Tropical Storm Lee is spinning in the Gulf of Mexico, while Hurricane Katia is about 600 miles east of the Northern Leeward Islands. (Map courtesy National Hurricane Center)

Lafourche Parish issued a voluntary evacuation for south of the floodgates that began at noon today. Evacuees have the use of the Larose Civic Center.

Grand Isle also called a voluntary evacuation for their residents this morning.

In Jefferson Parish, 25,000 feet of tiger dams owned by the parish are being deployed to Lafitte in preparation for possible flooding there.

Railroad gates and floodgates are being closed across much of southern Louisiana. East Jefferson Levee District reports the U.S. Army Corps of Engineers is closing gaps near an airport runway levee.

The governor said the National Hurricane Center told him to expect heavy rainfall. “This storm system is currently parked in the Gulf, meaning we expect it to drop a significant amount of rain totaling 10 to 15 inches in some areas and up to 20 inches in isolated areas,” he said.

“The system is expected to affect South and Southeast Louisiana with the most rainfall, however many areas that are susceptible to backwater flooding are also expected to be impacted by the high rainfall.”

To date, there are no road closures across the state.

To get the latest updates on real-time traffic and road conditions drivers can dial 511 from their phone and say the route or region they need to know about. This information is also online at the 511 Traveler Information website at: www.511la.org.

The Department of Health and Hospitals is monitoring water systems throughout South Louisiana. Warning that the storm could cause sewage treatment systems to fail, DHH is reminding residents not to let children play in floodwaters or ingest them in any way.

The Louisiana Department of Wildlife and Fisheries has placed all 225 enforcement agents on stand-by, has 150 vessels ready for response and has prepositioned 25 vessels in preparation for the storm.

Anna Hrybyk of the Louisiana Bucket Brigade, a grassroots environmental health and justice organization, warns residents that power failure at refineries is common during storms and leads to “excessive inefficient flaring of toxic chemicals into the air” resulting in large flares with black smoke.

“Heavy rains consistently overflow refinery wastewater treatment ponds into neighboring canals, streams, rivers and lakes,” she said.
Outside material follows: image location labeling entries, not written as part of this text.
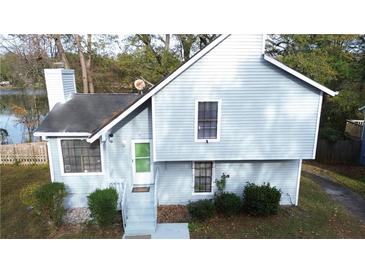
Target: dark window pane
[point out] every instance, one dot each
(80, 156)
(203, 176)
(207, 120)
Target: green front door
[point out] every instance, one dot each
(142, 163)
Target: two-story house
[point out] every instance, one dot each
(229, 109)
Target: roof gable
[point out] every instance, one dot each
(85, 114)
(189, 63)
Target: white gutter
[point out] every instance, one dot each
(300, 76)
(61, 134)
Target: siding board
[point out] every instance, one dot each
(176, 179)
(266, 112)
(117, 164)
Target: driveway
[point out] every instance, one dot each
(351, 200)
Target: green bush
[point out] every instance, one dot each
(261, 200)
(227, 204)
(49, 202)
(28, 194)
(221, 184)
(103, 206)
(201, 210)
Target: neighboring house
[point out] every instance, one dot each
(229, 109)
(362, 154)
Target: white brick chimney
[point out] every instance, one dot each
(60, 84)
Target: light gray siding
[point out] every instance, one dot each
(266, 113)
(176, 179)
(117, 161)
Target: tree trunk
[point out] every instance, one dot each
(61, 51)
(88, 64)
(82, 63)
(167, 42)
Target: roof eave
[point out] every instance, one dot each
(158, 87)
(61, 134)
(299, 75)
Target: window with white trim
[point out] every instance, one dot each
(207, 120)
(203, 177)
(79, 156)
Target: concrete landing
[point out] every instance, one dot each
(171, 231)
(165, 231)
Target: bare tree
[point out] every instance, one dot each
(61, 51)
(82, 64)
(167, 41)
(88, 64)
(187, 42)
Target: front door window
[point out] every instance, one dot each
(142, 160)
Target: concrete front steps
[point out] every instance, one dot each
(140, 219)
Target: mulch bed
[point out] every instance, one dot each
(173, 214)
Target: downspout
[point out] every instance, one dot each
(362, 153)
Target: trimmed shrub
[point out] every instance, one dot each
(261, 200)
(221, 184)
(49, 202)
(227, 204)
(27, 194)
(201, 210)
(103, 206)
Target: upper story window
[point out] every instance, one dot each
(80, 156)
(208, 113)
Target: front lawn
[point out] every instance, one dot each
(351, 176)
(16, 221)
(317, 216)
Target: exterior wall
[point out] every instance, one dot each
(175, 185)
(117, 161)
(267, 114)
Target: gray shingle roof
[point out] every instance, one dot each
(87, 112)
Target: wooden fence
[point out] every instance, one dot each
(24, 154)
(340, 152)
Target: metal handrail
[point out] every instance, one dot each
(124, 205)
(155, 194)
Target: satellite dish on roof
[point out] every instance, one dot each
(139, 84)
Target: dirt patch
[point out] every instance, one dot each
(173, 214)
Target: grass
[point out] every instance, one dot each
(17, 222)
(352, 177)
(318, 216)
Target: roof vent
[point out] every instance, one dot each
(139, 84)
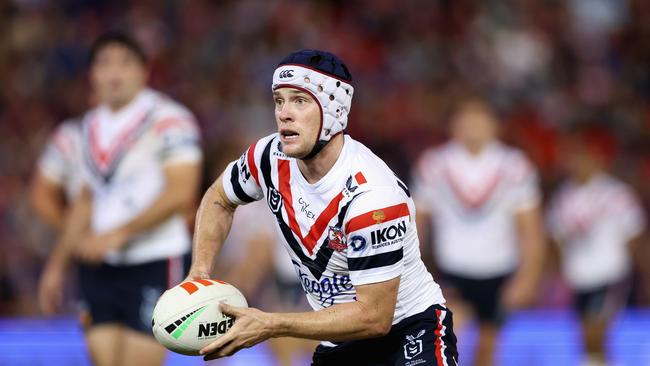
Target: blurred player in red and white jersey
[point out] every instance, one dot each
(58, 177)
(595, 218)
(481, 199)
(140, 161)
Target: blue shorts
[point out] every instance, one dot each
(128, 294)
(427, 338)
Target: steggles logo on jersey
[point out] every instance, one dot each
(414, 345)
(212, 329)
(274, 200)
(357, 243)
(388, 235)
(337, 239)
(285, 74)
(378, 216)
(327, 289)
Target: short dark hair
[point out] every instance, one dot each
(119, 38)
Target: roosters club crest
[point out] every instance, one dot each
(413, 347)
(336, 239)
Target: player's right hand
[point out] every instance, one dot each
(50, 289)
(197, 274)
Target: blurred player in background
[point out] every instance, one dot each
(595, 219)
(58, 177)
(347, 223)
(482, 201)
(141, 168)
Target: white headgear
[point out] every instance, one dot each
(333, 95)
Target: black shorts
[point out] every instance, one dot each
(483, 295)
(427, 338)
(602, 302)
(128, 294)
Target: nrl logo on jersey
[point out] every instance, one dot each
(349, 188)
(274, 200)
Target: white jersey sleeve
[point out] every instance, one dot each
(241, 179)
(523, 178)
(53, 163)
(58, 160)
(179, 135)
(378, 223)
(628, 213)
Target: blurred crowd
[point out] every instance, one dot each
(546, 65)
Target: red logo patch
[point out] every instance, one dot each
(337, 240)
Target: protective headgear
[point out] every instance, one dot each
(326, 78)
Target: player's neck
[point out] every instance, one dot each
(586, 177)
(476, 148)
(117, 105)
(316, 168)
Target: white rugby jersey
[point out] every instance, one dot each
(353, 227)
(124, 154)
(60, 162)
(593, 224)
(472, 200)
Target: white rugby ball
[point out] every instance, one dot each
(187, 316)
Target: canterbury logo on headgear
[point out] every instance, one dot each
(334, 95)
(286, 74)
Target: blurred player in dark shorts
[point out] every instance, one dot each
(140, 163)
(595, 219)
(481, 198)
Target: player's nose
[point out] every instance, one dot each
(284, 113)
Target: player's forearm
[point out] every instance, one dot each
(47, 201)
(342, 322)
(178, 194)
(213, 222)
(77, 222)
(533, 250)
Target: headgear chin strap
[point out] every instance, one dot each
(326, 79)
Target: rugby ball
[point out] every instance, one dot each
(187, 317)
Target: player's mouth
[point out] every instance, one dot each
(288, 135)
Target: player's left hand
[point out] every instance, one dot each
(93, 248)
(518, 293)
(251, 327)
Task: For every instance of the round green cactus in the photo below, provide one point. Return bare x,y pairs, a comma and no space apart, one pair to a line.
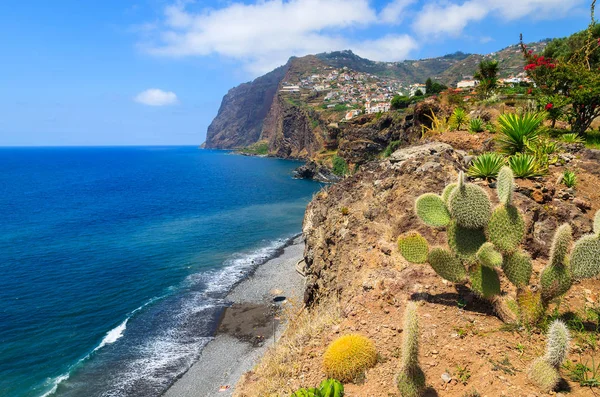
557,346
432,210
413,247
506,228
470,206
585,258
465,242
488,256
517,267
485,281
543,375
447,191
555,281
505,185
563,237
447,265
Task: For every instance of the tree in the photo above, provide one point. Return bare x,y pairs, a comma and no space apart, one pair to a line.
569,68
400,102
488,77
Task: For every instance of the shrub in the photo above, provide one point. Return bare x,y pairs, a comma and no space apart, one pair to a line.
476,125
459,118
486,165
348,357
524,165
518,129
569,179
340,167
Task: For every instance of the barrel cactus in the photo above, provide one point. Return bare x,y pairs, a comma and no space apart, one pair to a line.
411,379
347,358
543,371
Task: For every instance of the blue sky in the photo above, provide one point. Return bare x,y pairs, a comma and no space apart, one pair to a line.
153,72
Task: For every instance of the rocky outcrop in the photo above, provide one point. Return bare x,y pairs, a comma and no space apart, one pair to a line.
352,227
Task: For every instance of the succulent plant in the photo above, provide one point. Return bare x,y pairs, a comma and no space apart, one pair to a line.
413,247
506,228
465,242
411,379
432,210
348,357
484,281
488,256
331,388
517,268
543,375
543,371
447,265
469,205
585,258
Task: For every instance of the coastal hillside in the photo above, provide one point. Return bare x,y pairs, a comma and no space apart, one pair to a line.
288,112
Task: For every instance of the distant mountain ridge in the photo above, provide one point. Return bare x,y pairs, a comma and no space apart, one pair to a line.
295,125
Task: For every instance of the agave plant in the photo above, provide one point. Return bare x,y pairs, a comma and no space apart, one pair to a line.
516,130
486,165
572,138
459,118
524,165
476,125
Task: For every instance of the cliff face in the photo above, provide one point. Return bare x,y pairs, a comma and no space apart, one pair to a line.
239,122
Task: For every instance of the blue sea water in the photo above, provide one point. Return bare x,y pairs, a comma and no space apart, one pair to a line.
114,262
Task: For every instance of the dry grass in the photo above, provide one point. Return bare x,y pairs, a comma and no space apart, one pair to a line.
271,376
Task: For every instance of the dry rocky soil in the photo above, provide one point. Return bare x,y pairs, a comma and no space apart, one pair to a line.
351,229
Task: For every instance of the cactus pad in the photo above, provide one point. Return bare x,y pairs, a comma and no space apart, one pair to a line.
465,242
505,185
470,206
432,210
506,228
447,265
413,247
485,281
555,281
517,267
488,256
585,257
348,357
543,375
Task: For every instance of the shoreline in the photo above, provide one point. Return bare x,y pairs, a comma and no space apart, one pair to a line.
245,329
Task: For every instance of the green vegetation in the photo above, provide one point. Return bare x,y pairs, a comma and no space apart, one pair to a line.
340,167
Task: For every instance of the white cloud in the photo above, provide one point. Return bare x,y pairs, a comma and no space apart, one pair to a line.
156,97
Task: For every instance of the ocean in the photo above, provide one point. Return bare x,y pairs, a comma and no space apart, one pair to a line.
114,262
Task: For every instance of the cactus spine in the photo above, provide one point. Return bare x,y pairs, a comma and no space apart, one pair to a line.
543,371
411,379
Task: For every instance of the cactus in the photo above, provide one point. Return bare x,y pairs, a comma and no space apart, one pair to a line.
348,357
411,379
543,375
488,256
331,388
465,242
557,346
446,265
544,370
432,210
413,247
585,258
469,205
484,281
506,228
447,191
517,267
505,185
“In a region with such a high concentration of petrochemical facilities, we need to assume that storms such as this one will produce an accompanying chemical accident and prepare our communities appropriately,” said Hrybyk.
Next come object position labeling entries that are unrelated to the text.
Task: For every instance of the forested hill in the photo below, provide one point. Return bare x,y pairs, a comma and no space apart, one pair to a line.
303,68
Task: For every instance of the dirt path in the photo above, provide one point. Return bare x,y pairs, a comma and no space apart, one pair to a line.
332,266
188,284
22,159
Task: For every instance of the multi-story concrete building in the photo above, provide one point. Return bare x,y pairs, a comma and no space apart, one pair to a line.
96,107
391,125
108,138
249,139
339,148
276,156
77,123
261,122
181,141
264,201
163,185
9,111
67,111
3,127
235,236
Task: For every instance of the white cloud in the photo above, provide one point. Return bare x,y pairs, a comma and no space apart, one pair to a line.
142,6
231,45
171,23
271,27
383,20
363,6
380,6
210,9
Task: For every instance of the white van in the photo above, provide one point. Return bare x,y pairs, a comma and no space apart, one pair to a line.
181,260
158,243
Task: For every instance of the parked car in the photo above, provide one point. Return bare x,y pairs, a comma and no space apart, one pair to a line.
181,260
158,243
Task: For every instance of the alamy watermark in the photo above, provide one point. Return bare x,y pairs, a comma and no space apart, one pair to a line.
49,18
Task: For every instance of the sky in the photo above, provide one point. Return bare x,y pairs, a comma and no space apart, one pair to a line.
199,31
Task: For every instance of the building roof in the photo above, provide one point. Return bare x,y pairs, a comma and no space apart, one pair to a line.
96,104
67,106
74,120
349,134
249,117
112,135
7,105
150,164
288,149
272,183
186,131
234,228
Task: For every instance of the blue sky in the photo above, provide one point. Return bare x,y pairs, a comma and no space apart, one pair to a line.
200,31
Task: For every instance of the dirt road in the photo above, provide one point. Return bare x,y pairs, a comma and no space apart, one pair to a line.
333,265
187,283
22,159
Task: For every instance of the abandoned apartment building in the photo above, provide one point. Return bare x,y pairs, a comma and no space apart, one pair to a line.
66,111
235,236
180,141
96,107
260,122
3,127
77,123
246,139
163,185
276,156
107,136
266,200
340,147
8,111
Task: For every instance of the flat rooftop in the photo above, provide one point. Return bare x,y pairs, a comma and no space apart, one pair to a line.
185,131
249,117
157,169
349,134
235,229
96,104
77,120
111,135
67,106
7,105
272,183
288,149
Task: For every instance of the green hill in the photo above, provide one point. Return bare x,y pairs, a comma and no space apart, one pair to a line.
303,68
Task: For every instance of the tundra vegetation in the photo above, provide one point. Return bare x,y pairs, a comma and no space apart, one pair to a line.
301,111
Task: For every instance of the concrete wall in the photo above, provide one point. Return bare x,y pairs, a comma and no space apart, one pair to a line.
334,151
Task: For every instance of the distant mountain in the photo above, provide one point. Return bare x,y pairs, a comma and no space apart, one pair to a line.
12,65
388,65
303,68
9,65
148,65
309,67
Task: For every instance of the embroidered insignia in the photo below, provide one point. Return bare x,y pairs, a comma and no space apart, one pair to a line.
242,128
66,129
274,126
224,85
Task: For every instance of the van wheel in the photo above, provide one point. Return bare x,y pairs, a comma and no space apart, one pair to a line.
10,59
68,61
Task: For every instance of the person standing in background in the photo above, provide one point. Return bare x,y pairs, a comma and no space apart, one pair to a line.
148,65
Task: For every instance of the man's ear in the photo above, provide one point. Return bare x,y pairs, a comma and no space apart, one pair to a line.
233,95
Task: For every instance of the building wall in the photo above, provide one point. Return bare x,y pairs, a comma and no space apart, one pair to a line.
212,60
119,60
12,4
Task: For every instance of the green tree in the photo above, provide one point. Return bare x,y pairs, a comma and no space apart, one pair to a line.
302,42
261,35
Louisiana refineries have cited storms as the cause of 5.8 million pounds of air pollution and more than 15 million gallons of liquid pollution, more than any other cause of refinery accidents, she said. “Toxic chemicals released during these accidents include 3.3 million gallons of oil, 2.2 million pounds of sulfur dioxide and more than 27,000 pounds of benzene.”

Residents living near refineries can submit their observations, photographs and video to Louisiana Bucket Brigade’s Chemical Accidents Crisis Map via text or online. Report by text to 504-272-7645 or submit a report online at map.labucketbrigade.org.
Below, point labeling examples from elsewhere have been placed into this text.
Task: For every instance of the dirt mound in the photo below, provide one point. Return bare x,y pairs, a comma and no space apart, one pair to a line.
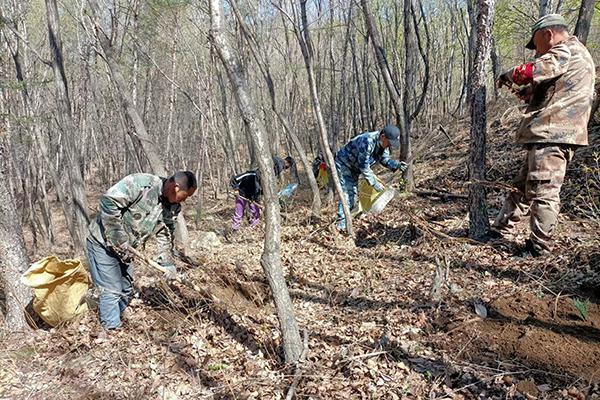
545,333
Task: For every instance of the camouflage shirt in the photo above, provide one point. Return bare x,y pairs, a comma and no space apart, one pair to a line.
562,96
132,210
360,153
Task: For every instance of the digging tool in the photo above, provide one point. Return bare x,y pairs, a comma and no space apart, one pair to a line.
178,277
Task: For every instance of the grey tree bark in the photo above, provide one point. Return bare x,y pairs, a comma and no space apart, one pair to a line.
265,70
545,7
303,35
271,258
13,259
584,20
141,136
478,215
78,221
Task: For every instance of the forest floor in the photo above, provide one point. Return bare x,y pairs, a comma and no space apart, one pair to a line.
374,329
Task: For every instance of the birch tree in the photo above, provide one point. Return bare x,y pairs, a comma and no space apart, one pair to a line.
271,257
478,216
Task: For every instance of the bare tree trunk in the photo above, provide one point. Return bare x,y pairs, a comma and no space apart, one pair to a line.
303,35
265,70
478,216
545,7
271,258
12,247
79,219
584,20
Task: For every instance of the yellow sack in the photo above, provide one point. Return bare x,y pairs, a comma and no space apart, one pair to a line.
58,287
366,196
322,178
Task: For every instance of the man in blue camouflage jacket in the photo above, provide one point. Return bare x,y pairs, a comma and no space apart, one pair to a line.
135,208
357,157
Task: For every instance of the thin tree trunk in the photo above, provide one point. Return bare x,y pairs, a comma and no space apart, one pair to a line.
78,221
271,258
14,257
584,20
478,215
545,7
303,35
265,70
141,136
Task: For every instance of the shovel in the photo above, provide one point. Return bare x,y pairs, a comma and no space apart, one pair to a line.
179,277
382,200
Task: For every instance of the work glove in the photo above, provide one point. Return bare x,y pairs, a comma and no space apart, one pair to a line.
167,264
505,79
524,94
171,272
122,250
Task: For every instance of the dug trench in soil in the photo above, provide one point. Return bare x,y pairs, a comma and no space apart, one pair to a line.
542,332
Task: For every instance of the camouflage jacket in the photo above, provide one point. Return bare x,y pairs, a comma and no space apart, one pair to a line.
132,210
562,96
360,153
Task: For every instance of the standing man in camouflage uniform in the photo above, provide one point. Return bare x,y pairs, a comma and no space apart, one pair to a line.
131,211
559,89
357,157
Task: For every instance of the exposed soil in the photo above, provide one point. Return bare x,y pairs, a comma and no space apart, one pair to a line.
545,332
375,328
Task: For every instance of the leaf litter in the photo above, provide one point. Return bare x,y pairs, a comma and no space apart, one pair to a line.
375,329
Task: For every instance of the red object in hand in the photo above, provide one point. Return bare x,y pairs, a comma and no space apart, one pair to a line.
523,74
“Reporting what pollution you see, smell and/or feel during this storm is very important,” Hrybyk said. “Your reports will alert authorities to the problem so they can take steps to protect public health and hold the industry accountable.”

Residents can call in reports of pollution to the National Response Center at 1-800-424-8802. Anyone experiencing health effects from the pollution can call the Louisiana Poison Control Center at 1-800-222-1222.

Governor Jindal reminded Louisiana residents that during hurricane season, 47 percent of storms develop in the month of September.

“It is important for people to stay updated throughout the holiday weekend. Pay attention to the weather in your area and also the flash flood warnings from local officials. This storm is a good reminder to everyone that this time of year is still a very busy time for hurricanes and tropical storms.”